Linguistic Knowledge for Visual Recognition and Natural Language Descriptions of Visual Content
Marcus Rohrbach
ICSI
Tuesday, June 17
12:30 p.m., Conference Room 5A
Extensive efforts are being made to improve visual recognition and semantic understanding of language. However, surprisingly little has been done to exploit the mutual benefits of combining both fields. In my PhD we showed how the different fields of research can profit from each other.
First, we scale recognition to 200 unseen object classes and show how to extract robust semantic relatedness from linguistic resources. Our novel approach extends zero-shot to few shot recognition and exploits unlabeled data by adopting label propagation for transfer learning.
Second, we capture the high variability but low availability of composite activity videos by extracting the essential information from text descriptions.
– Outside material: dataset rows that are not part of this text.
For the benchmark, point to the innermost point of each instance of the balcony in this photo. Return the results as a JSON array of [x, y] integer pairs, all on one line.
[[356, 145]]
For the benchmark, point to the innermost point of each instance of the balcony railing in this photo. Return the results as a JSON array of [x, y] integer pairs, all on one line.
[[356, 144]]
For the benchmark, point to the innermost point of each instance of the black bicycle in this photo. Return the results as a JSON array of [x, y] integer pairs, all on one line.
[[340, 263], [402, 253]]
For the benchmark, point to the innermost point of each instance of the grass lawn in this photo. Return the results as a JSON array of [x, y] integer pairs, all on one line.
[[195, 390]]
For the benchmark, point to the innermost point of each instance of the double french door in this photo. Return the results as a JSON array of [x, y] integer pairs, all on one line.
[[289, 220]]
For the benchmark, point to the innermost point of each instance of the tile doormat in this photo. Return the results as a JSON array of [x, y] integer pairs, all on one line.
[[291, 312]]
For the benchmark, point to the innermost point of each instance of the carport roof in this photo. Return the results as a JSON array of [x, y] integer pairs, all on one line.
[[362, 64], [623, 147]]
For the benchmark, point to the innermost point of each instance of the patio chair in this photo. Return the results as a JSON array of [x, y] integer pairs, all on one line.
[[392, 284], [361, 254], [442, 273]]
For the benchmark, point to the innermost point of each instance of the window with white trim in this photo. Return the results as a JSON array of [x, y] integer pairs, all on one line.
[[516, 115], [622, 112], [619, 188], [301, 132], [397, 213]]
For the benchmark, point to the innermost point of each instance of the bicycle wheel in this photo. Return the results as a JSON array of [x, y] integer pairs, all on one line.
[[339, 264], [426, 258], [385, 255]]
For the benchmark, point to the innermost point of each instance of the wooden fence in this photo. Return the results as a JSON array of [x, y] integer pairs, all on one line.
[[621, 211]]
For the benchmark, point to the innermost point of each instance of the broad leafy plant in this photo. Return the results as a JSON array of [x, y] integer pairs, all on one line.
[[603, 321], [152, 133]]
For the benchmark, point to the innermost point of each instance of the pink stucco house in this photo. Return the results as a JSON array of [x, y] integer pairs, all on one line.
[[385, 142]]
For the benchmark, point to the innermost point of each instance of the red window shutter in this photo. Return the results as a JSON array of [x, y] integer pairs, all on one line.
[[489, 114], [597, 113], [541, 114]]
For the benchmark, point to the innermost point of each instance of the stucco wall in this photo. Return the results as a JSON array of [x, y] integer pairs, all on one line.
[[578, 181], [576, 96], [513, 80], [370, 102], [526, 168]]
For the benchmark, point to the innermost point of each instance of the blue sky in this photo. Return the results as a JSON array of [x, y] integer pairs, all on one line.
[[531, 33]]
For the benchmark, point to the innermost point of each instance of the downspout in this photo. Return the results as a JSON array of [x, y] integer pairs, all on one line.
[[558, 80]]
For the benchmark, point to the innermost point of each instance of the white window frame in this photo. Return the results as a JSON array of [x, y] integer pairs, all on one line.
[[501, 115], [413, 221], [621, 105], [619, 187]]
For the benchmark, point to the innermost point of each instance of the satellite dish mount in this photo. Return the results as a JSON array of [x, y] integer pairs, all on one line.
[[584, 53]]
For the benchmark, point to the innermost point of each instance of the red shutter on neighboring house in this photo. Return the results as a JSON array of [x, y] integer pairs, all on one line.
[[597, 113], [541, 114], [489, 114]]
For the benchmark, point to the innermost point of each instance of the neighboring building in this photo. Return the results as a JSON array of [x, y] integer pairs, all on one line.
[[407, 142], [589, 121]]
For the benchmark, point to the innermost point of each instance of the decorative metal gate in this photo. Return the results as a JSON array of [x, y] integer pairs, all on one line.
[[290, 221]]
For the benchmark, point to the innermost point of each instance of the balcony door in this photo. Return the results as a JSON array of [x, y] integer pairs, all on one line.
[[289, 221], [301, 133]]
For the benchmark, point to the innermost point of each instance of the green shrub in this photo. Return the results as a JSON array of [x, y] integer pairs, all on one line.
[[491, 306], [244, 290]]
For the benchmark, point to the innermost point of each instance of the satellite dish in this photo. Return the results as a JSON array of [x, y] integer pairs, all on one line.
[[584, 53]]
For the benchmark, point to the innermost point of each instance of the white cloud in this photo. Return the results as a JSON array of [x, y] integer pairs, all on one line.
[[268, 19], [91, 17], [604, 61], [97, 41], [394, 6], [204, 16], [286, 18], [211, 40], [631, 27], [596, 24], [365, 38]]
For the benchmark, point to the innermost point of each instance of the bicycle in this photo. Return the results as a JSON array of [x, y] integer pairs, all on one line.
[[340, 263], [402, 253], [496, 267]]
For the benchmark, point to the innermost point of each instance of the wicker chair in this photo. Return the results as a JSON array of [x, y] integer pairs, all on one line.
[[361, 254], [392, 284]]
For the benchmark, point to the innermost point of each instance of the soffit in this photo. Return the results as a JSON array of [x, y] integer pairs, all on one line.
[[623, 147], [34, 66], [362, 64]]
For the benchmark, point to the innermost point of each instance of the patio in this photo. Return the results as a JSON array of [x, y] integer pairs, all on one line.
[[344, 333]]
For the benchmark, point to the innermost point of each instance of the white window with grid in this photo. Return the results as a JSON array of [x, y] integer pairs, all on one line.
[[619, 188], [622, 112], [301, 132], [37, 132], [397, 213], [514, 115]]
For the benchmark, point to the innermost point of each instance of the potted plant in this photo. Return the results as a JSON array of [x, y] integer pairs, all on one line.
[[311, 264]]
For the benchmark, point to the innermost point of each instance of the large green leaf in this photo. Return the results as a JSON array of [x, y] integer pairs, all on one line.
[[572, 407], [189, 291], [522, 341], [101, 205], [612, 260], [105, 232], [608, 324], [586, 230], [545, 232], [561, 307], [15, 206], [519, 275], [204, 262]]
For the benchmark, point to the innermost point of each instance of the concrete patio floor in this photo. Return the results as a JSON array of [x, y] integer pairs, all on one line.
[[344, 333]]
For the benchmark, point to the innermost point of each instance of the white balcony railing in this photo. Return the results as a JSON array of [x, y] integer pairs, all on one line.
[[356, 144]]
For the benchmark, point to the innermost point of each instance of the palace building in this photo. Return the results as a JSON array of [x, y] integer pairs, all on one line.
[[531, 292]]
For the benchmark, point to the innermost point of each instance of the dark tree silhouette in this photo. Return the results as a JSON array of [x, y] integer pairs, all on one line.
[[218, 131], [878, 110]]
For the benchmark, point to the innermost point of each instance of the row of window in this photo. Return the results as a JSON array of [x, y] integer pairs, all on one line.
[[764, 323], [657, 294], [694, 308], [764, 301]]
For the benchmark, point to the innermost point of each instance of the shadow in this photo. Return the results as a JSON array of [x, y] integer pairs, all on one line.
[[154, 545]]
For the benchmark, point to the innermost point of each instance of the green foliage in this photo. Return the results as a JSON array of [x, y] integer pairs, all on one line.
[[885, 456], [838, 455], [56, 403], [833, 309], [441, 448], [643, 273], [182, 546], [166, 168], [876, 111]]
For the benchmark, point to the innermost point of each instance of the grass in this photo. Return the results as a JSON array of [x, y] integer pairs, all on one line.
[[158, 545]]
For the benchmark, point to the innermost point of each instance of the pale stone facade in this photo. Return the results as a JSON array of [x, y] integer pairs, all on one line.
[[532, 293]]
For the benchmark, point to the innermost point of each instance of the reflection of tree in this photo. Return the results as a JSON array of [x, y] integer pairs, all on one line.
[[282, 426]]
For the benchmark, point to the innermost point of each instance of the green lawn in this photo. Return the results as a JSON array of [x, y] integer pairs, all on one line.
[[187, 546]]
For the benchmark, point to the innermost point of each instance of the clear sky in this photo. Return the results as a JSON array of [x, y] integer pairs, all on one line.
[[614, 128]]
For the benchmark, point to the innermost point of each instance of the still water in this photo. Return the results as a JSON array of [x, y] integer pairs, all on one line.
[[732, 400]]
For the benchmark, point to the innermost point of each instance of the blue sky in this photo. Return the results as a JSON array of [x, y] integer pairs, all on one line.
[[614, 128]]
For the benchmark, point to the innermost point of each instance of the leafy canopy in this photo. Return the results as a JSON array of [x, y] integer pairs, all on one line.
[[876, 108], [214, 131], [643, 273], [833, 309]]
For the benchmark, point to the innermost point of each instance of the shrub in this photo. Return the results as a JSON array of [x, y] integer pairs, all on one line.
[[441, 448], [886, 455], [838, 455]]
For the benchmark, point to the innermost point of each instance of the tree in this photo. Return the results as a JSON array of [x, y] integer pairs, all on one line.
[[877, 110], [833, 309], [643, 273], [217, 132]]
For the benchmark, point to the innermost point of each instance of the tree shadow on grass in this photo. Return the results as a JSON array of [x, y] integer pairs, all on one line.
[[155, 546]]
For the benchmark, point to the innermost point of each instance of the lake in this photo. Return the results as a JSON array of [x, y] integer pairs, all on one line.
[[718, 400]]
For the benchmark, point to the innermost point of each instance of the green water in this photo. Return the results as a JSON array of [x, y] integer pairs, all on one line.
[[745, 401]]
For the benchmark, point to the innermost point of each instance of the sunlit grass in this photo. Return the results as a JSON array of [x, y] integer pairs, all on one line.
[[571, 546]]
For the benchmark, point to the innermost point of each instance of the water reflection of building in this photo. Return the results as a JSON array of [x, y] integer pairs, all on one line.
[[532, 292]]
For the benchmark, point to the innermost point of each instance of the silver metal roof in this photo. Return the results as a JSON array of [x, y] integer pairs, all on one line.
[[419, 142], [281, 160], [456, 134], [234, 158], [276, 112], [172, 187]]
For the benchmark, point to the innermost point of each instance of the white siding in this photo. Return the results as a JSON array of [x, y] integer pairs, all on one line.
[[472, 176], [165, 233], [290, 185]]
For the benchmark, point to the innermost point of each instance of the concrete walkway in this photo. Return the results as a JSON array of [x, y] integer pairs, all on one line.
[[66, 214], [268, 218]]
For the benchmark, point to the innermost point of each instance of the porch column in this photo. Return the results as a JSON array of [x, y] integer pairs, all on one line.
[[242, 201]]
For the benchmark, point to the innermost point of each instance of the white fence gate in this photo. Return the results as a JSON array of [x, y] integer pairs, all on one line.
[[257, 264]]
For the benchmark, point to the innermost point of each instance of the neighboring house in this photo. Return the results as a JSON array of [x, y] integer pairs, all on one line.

For this we recorded and annotated a corpus for fine-grained activity recognition. We show improvements in a supervised case but we are also able to recognize unseen composite activities.
Third, we present a corpus of videos and aligned descriptions. We use it for grounding activity descriptions and for learning how to automatically generate natural language descriptions for a video. We show that our proposed approach is also applicable to image description and that it outperforms baselines and related work.
In the talk I talk I will present the highlights of the first two points and in more detail the third point. The last third of the talk I will spend on plans for future work and my time at ISCI, in hope the get feedback on our ideas.